Light replaced shadow and danced over the stone floor as he took a step on his
crooked leg.
"Bex,"
I whispered as we followed him inside. "Did he seem…"
But
I didn't finish. Oh, who am I kidding—I
couldn't
finish. Because the room we were
stepping into wasn't just an ordinary room. It wasn't a place for an ordinary
class.
Rows
of clothes lined two long walls. In the center, shelves stood covered with
accessories. Mirrors sat in a long row along the back of the room, shelves and
drawers, all neatly labeled, sat waiting.
"It's a
closet,"
Eva Alvarez said in awe.
"And it's…
huge,"
Tina Walters replied.
I
know normal girls would probably love to find themselves inside a closet two
times the size of most suburban houses. But not this closet. This closet could
only truly be appreciated by a Gallagher Girl.
We
all stepped inside, knowing we were on the verge of a lesson unlike any we'd
ever had.
Eva
reached out for another switch, and the lights surrounding the mirrors at the
back of the room came to life, washing over hats and wigs, glasses and false
teeth. Overcoats and umbrellas.
I
looked at the man who had brought us there. I turned my gaze from his crippled
leg and mangled arm…and I knew.
Art
stepped to the center of the room and said, "Ladies." He took off his
glasses with his left arm, which, for the first time, seemed normal and
straight. He kicked off his right shoe, picked it up, and let a small pebble
fall into his hand, and then stood squarely upon his right leg. And then
finally he pulled off the gray wig and dropped it onto the low center shelf
that ran the length of the room.
Tina
Walters gasped. Anna Fetterman stumbled backward. Mr. Solomon was the only one
in the room smiling as he swept his arms around the Gallagher Academy closet.

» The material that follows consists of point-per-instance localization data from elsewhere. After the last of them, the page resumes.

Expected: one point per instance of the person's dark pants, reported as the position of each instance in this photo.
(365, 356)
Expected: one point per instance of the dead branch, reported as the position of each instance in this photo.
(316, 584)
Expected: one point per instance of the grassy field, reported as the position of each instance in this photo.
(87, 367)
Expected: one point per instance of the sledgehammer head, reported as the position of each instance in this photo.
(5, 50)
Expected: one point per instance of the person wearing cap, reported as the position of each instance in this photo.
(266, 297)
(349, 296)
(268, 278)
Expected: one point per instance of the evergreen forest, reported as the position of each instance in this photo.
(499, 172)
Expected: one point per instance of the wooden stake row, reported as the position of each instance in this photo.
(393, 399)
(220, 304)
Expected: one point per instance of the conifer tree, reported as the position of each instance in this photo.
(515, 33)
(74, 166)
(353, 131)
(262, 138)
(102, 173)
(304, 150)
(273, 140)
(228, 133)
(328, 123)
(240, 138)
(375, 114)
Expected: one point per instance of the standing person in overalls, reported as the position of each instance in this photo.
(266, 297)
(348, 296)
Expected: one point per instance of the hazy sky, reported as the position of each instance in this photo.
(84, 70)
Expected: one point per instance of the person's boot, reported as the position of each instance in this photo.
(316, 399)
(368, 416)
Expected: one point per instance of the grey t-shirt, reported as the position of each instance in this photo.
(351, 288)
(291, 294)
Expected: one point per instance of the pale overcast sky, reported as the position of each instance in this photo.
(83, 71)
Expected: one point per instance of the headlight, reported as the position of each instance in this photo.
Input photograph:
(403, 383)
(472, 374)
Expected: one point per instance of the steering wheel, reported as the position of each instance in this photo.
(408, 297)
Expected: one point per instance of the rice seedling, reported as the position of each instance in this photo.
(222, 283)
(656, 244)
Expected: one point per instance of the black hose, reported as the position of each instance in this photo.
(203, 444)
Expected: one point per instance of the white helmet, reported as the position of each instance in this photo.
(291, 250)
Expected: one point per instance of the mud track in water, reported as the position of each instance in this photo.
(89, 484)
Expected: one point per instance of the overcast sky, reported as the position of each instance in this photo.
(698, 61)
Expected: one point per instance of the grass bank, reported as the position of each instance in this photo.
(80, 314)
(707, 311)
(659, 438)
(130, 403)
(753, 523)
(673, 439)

"Small changes. Big differences."
He
unbuttoned "Art's" shirt and stood in front of us in a white T-shirt
(the black trousers, however, he kept on). "Welcome to the science of
disguise."
A
full minute later, half the class was still staring at Joe Solomon, wondering
how old, kinda-pitiful Art could have been the same totally hot guy we had seen
every school day for more than a year.
But
I was turning, staring at a chameleon's utter fantasy—a place with the sole
purpose of making a girl disappear.
And
then I saw Bex, and my joy was instantly replaced with unease.
Because
she was smiling. And nodding. And whispering, "Plan B?"